Batamclick.com,
Bulog Cabang Kota Tanjungpinang, Provinsi Kepulauan Riau (Kepri) menyebutkan saat ini stok minyak goreng Minyakita tersisa sekitar 3.600 liter dan masih cukup sampai akhir April 2026.
“Stok Minyakita memang terbatas, hanya mampu bertahan sampai akhir bulan April ini,” kata Kepala Cabang Bulog Tanjungpinang Arief Alhadihaq dihubungi Tanjungpinang, Sabtu.
Arief menyampaikan pihaknya terus berupaya menjaga suplai Minyakita di pasaran di tengah minimnya pasokan minyak goreng tersebut.
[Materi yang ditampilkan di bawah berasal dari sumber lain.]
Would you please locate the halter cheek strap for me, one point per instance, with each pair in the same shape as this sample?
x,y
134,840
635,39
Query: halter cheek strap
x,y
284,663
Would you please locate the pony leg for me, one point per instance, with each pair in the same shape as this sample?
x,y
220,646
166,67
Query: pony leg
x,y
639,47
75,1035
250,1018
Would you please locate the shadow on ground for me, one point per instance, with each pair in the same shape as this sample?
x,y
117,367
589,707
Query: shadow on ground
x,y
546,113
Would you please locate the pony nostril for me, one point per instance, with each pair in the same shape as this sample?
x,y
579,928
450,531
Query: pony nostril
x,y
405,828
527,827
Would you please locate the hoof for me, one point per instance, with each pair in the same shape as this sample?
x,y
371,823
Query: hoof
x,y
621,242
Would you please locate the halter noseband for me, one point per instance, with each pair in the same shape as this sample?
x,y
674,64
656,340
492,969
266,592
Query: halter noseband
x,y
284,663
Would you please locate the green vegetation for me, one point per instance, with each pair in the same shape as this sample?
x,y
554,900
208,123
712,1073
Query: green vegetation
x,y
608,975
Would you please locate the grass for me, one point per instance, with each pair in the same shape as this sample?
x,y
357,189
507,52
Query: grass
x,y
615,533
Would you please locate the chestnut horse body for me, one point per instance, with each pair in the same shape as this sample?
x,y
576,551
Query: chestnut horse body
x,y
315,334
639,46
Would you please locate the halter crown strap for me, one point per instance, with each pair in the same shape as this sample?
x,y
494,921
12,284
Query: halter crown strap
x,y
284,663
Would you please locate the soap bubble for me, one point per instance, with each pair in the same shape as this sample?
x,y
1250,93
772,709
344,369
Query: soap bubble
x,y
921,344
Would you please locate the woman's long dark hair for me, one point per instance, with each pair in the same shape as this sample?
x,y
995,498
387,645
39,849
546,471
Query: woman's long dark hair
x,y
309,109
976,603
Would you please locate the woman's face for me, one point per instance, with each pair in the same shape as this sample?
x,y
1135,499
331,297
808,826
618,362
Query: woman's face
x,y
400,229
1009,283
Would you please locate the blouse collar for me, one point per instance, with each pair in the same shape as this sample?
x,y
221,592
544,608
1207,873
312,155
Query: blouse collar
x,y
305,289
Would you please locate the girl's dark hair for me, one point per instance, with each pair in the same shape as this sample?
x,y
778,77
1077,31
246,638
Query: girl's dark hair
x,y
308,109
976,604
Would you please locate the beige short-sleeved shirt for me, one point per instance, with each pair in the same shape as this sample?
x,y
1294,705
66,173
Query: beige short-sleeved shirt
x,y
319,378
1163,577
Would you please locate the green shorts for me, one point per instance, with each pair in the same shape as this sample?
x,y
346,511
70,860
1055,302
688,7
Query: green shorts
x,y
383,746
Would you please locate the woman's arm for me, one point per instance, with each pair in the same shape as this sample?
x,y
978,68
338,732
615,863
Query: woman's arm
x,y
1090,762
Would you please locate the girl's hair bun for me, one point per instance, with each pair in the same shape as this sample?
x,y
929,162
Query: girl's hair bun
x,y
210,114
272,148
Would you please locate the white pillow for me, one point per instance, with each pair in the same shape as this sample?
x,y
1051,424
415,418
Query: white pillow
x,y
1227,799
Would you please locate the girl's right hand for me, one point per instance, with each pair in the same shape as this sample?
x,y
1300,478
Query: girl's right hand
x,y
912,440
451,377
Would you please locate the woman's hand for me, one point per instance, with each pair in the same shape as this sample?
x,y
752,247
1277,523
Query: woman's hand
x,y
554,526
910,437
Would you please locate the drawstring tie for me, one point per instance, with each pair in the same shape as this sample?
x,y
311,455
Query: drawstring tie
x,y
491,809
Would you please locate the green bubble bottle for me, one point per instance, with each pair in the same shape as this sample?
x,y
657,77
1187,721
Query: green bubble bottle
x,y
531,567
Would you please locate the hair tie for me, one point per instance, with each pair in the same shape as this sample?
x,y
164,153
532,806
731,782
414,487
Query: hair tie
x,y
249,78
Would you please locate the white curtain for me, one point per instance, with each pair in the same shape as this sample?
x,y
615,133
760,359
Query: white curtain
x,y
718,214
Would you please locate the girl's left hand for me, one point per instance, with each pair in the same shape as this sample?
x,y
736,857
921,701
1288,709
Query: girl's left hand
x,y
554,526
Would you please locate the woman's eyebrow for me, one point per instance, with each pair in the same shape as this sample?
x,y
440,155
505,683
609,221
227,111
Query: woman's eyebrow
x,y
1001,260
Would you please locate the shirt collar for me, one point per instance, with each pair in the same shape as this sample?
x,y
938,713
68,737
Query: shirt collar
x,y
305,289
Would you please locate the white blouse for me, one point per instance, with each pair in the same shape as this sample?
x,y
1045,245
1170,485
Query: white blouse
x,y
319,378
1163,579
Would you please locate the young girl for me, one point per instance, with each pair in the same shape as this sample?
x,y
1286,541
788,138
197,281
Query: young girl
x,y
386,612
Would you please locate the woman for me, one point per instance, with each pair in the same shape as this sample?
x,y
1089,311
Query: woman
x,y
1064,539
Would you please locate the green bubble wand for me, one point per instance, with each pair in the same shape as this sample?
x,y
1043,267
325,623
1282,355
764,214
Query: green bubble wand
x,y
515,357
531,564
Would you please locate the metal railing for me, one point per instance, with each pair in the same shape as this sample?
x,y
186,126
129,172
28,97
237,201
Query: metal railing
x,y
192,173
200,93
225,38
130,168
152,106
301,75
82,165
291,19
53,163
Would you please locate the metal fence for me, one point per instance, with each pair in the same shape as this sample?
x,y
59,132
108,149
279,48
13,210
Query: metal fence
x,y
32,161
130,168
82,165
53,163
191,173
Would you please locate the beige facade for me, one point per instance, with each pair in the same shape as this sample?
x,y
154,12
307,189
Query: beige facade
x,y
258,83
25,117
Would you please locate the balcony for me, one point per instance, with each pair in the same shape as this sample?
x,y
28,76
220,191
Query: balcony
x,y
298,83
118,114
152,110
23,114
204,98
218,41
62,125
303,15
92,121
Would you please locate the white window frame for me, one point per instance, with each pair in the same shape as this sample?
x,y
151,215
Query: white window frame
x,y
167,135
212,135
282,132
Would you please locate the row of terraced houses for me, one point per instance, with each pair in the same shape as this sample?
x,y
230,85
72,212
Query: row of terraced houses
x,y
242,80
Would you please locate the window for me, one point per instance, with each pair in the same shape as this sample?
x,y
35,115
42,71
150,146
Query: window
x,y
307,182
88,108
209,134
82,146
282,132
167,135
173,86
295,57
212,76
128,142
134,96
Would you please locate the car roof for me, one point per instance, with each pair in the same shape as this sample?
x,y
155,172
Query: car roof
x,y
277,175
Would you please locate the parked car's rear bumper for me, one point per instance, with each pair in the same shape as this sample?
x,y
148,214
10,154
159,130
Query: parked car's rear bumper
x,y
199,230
Stok minyak goreng yang ada sekarang tetap didistribusikan kepada mitra rumah pangan kita (RPK), baru kemudian dijual kepada masyarakat dengan harga terjangkau.
Pihaknya juga sudah berkoordinasi dengan produsen Minyakita di Batam, Pekanbaru hingga Medan terkait rencana pembelian minyak goreng tersebut.
Namun demikian, katanya, Bulog belum mendapatkan kepastian kapan pasokan Minyakita dikirim produsen ke Tanjungpinang.
“Terakhir, kita dapat suplai Minyakita dari produsen bulan Maret 2026 atau habis lebaran Idul Fitri, sementara periode April belum ada sama sekali,” ujarnya.
Lanjut Arief menyampaikan kondisi minimnya pasokan Minyakita di pasaran belakangan ini terjadi secara nasional, bukan hanya di Tanjungpinang.
Hal itu, menurut dia, dipicu produsen Minyakita tengah fokus mendistribusikan alokasi bantuan pangan pemerintah untuk masyarakat, di mana tiap-tiap penerima bantuan pangan (PBP) mendapatkan empat liter Minyakita dan 20 kilogram beras untuk dua bulan sekaligus.
Selain itu, lanjutnya, faktor geopolitik global turut mempengaruhi produksi Minyakita imbas kenaikan harga bahan baku kemasan plastik, termasuk pembatasan ekspor produsen minyak goreng.
“Biaya operasional produsen minyak goreng meningkat sehingga ikut mempengaruhi produksi Minyakita,” ungkap Arief.
Ia pun mengimbau masyarakat dapat mengkonsumsi minyak goreng merek lainnya sembari menunggu pendistribusian Minyakita di pasaran kembali normal.
Dikatakan Arief kebutuhan minyakita di wilayah Tanjungpinang-Bintan (Pulau Bintan) mencapai 100 ribu liter per bulan.
“Minyakita jadi primadona masyarakat, karena harganya paling murah dibanding merek lainnya,” demikian Arief.